Finally, we will look briefly at the evocation of German history and the German landscape as an aspect of mourning work or the search for Heimat. Elsaesser stresses that the search for Heimat after Germany's shame and fragmentation stands behind much of New German Cinema production. Even the exotic faraway lands sought out by Herzog, he asserts, are expressions of this German longing. The confrontation with the Other, either in Herzog's romantic exoticism or in Ulrike Ottinger's more ethnographic variety, finds its counterpart in the mournfully nostalgic investigation of German lands in Reitz and Wenders. These images of Germany and the world evoke a sense of distance and loss as the basis of the damaged German identity of which so much has been written. The impossibility of living in these spaces, their unreachable artificiality, is underscored by Wenders's juxtaposition of German landscapes with the imaginary American Southwest. These are not images of the world but of the postwar West German mental landscape.[72]

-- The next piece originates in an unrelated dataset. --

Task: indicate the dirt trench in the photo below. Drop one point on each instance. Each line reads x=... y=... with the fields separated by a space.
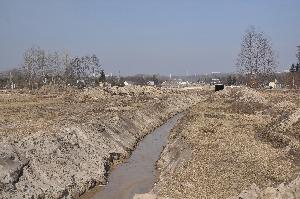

As they do not attempt to represent the German public, Straub/Huillet also do not parallel this attempt to represent the world as a counterpart to a German identity. The landscapes they photograph, which Elsaesser links to Herzog's exotic locations as signs of abstract "otherness," are instead sites bearing visible signs of human history. Although Straub/Huillet do not show contemporary Germany, they attempt to make of the German language itself a home. As Straub has put it, "Language is the house one is born in or works in or suffers in or enjoys in. And if one has no connection to language, no relationship with language, then there are no structures anymore; there's nothing there anymore."[73] As later chapters will investigate, Straub/Huillet's presentation of nature and language, in contrast to or in harmony with a narrative/narration, traces "the history of barbarism" that Benjamin spoke of and records the signs of resistance. Straub used a more graphic metaphor in describing the price paid for progress that is behind the appearance of the world: "Every step one takes is, without knowing it, into a puddle of blood."[74] Rather than a melancholy fixation on Germany and its guilt, however, Straub/Huillet seek the seeds of resistance in the exile of language. This displacement, Europeanization, and humanization of German culture can only be welcomed given the legacy of this century.